Parafraseando a filósofa americana Angela Davis: não basta não ser machista, é preciso ser antimachista. Isso, acredite, pode salvar vidas.
Como denunciar a violência obstétrica?
Há dois caminhos: um é o do conselho regional do estado em que aconteceu o delito (CRM no caso de médicos e Coren no de enfermeiros ou técnicos de enfermagem). O órgão vai abrir sindicância para apurar e serão ouvidos acusado e testemunhas. Se comprovada a denúncia, o profissional é advertido, suspenso ou até cassado.
A vítima também pode levar o caso à ouvidoria do hospital ou à secretaria de saúde. Outro caminho é o da delegacia.
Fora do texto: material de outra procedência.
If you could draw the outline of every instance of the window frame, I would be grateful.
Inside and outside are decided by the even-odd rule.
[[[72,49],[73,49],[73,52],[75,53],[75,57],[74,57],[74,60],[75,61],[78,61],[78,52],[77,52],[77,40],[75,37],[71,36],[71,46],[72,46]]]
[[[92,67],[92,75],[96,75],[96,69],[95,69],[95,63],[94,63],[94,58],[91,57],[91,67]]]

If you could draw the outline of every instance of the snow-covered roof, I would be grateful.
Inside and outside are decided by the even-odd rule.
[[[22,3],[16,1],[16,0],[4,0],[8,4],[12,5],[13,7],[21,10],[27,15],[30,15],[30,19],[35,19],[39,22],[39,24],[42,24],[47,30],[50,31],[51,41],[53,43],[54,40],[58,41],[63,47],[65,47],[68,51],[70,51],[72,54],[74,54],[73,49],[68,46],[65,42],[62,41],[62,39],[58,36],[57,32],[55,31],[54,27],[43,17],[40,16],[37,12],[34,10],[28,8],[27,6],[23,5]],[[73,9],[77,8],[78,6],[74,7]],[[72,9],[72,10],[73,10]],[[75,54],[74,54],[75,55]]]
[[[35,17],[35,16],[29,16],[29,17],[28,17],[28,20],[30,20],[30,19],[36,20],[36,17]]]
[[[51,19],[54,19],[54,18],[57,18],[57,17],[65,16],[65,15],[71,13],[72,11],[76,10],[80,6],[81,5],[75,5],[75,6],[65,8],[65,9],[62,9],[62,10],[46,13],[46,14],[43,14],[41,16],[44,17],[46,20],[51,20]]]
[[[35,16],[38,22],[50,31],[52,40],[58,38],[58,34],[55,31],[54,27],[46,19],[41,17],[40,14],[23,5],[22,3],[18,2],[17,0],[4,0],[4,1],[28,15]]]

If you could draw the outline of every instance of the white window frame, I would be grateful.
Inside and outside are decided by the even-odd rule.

A mulher ainda pode contratar advogado ou recorrer à Defensoria Pública e ligar para a Central de Atendimento à Mulher (180).
Violência contra LGBTQIA+
Se a quinta colocação no ranking do feminicídio é vergonhosa, o que dizer, então, do primeiro lugar entre os países que mais matam pessoas da comunidade de gays, lésbicas, travestis e transexuais? A cada 29 horas, uma vítima é assassinada ou levada ao suicídio no país.
Segundo o relatório Observatório de Mortes Violentas de LGBTI+ no Brasil, 153 das vítimas eram homossexuais masculinos, 110 travestis e transexuais e 12 lésbicas. Matam-se mais homossexuais e transexuais por aqui do que nos 13 países do Oriente e da África onde existe pena de morte para eles.